Henry "Hinko" Freund

I've known the name "Henry Freund" for many years, but didn't know about "Hinko Freund" until I was at the International Stuttering Association conference in Cavtat, Croatia in 2007, sponsored by the Stuttering Support Organization of Croatia, "Hinko Freund." The "Hinko Freund" website (in the Croatian language) explains where the name of their organization came from. A speech by Irene Vincent, on the website translated by the Google translation service, provided some of the following information (with apologizes for any misunderstanding). (http://www.udruga-hinkofreund.hr/)

"Hinko Freund" established on May 18, 2000, is the first Croatian Association to help people who stutter. The association headquarters are at the Children's Hospital in Zagreb and named after Hinko Freund, a native of Vukovar, Croatia, born November 23, 1896. He was a medical doctor, graduating in neuropsychiatry in Vienna in 1924, establishing himself as a speech therapist beginning in the 1930's. He laid the scientific foundations of Croatian speech pathology and provided guidelines for the field of speech pathology in Croatia. His far-reaching vision was not fully recognized until several decades later. It was not until 1962, that his idea of training personnel to work with people with speech disorders was established in Croatia as a branch of special education.

Stuttering from an early age, as a young man Freund visited the most famous European speech therapists in an effort to overcome his own stuttering with little success, but through his own experience he left a very noticeable mark on the science of speech pathology.

Freund had numerous publications on various disorders of speech, especially stuttering. He lectured and taught courses for doctors and teachers. He was recognized as an outstanding specialist for disorders of speech and voice, working in an ear-Nose-and-Throat clinic in Zagreb, a state-run clinic, a City school, and in private practice.

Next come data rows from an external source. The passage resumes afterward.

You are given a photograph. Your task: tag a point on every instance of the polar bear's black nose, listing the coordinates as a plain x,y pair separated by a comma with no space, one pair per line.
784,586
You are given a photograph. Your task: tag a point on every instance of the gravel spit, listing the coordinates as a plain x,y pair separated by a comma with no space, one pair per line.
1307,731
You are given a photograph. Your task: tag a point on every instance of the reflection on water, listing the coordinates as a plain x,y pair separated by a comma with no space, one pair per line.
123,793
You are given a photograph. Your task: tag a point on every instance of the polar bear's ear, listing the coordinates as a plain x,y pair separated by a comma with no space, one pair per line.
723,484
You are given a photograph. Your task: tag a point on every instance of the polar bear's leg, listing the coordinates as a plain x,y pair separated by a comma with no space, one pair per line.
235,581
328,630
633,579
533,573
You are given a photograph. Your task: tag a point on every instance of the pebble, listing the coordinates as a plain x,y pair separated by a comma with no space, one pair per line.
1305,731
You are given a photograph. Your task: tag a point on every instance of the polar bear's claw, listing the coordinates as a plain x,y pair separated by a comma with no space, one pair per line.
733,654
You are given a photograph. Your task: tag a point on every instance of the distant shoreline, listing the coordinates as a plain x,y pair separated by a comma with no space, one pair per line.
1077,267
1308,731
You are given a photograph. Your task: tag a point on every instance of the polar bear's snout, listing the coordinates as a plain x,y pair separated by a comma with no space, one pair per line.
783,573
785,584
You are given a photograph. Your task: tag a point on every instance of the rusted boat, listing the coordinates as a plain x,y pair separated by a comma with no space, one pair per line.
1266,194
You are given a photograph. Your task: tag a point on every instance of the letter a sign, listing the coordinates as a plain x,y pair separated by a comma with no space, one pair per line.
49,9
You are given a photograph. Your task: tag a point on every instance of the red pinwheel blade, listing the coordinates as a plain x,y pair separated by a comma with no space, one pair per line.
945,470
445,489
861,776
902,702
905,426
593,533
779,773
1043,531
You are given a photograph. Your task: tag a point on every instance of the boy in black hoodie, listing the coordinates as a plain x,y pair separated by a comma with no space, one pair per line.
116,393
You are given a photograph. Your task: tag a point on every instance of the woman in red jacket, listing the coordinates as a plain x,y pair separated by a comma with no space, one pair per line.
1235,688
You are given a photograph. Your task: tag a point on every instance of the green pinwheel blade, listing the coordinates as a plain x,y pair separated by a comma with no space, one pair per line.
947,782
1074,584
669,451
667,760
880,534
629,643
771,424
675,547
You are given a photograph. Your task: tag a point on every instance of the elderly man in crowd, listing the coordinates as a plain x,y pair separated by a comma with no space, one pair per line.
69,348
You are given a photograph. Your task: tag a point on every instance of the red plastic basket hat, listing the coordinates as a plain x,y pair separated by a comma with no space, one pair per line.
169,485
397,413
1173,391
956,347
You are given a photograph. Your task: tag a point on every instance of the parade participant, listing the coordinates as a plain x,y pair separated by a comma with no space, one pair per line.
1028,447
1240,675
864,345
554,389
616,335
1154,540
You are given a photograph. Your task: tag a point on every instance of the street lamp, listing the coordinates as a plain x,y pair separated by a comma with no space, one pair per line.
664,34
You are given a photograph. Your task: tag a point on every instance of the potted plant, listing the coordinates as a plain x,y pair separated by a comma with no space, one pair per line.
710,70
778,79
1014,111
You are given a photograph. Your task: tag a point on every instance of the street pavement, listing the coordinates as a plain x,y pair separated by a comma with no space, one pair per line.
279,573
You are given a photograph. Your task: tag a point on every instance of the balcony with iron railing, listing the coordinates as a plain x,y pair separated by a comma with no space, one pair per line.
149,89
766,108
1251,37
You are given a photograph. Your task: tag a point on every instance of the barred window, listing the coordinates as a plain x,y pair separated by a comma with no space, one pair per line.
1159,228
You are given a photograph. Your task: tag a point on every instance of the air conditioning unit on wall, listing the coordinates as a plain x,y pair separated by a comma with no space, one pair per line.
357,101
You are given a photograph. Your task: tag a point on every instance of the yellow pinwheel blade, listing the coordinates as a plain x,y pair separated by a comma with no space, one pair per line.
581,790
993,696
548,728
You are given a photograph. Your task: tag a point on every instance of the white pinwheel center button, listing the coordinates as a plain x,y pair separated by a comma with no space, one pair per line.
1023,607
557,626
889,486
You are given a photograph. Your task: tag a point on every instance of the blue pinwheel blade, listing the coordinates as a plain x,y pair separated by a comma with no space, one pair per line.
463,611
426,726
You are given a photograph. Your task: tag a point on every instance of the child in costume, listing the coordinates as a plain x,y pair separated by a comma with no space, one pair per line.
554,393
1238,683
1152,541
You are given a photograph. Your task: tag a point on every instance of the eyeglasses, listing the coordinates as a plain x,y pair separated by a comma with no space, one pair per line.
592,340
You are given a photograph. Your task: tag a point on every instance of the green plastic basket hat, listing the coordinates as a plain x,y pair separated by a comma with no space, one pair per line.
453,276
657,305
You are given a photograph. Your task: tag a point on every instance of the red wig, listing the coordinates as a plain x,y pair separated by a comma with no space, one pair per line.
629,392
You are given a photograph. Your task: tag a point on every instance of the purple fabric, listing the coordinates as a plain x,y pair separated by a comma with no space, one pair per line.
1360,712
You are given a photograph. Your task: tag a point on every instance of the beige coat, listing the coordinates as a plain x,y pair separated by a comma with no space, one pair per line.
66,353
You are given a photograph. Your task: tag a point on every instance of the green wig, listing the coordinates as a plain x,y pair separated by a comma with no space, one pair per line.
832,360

In 1940, when Hitler was shaping the European political scene, at the age of 44 Henry Freund left Croatia and emigrated to America, where his scientific work continued in collaboration with the biggest names in American speech pathology circles.

His connection with the Speech Foundation of America (later the Stuttering Foundation of American and now the Stuttering Foundation), established by Malcolm Fraser, also a person who stuttered, connected him with "Ten Authorities in Search of an Agreement" - the December 1957 gathering in Nassau, Bahamas, sponsored with the support of Fraser. These individuals were considered several of the leading authorities in the area of stuttering. A picture of this group is below.

Back row: Freund, Luper, Johnson, Sheehan, Van Riper
Front row: Williams, Fraser, Ainsworth, West

A skit was composed as a therapeutic exercise by Joseph Sheehan with roles taken by the wives "with connivance of" Vivian Sheehan. The text of the skit is available online.

Freund also participated in a similar conference in 1961-62 in Northern Michigan.

Pictures from both conferences are available at http://www.stutteringhelp.org/sites/default/files/Migrate/60thnewsletter.pdf

Henry Freund's association with the SFA garnered an invitation to write chapter 13 in the still popular book, Advice to Those Who Stutter. Part of Freund's chapter, "Self Improvement after unsuccessful treatments" is online.

Freund's professional colleague and friend, Charles Van Riper wrote an article "Henry Freund, 1896-1982," Journal of Fluency Disorders, Volume 9, May, 1984, 93-102. The abstract of the article states: "Dr. Henry Freund was one of the foremost authorities on stuttering in Europe, and his contributions on the psychology of the disorder continued after emigrating to this country. He was a neurologist and psychiatrist, as well as a speech pathologist. He died in 1982, and in this posthumous paper he describes his career and personal experiences, while undergoing therapy from the most famous European speech pathologists of his time. He also offers some cogent comments about current therapies and future needs." (http://www.sciencedirect.com/science/journal/0094730X/9/2)

Sharon M DiFino, PhD, Assistant Professor of Speech and Language Pathology at College of Health Science at Jacksonville University spoke at the 2014 Florida Conference of Historians annual meeting in St. Augustine Jan. 31-Feb. 1 on a case study of Henry Freund, relying heavily on the above Van Riper article for information, and gave permission to include an edited version of the PowerPoint presentation.

Open the presentation here

Some of Henry Freund's writings

  • Freund, H. (1934a). Ueber inneres Stottern. Zeitschr. Ges. Neurology Psychiat. 151, 585-98

  • Freund, H. (1934b) Zur Frage der Beziehungen zwischen Stottern und Poltern. Monatschr. Ohrenheilk. Laryngol. Rhinol., 68, 1446-57.

  • Freund, H. (1955). Psychosis and Stuttering. Journal of Nervous and Mental Disorders, 122, 161-72

  • Freund, H.(1966) Psychopathology and the Problems of Stuttering. Springfield, IL: Charles C. Thomas.

    Henry Freund died June 23, 1982 in Milwaukee, Wisconsin. He is buried in Greenwood Cemetery next to his wife, Julia (1907-2003).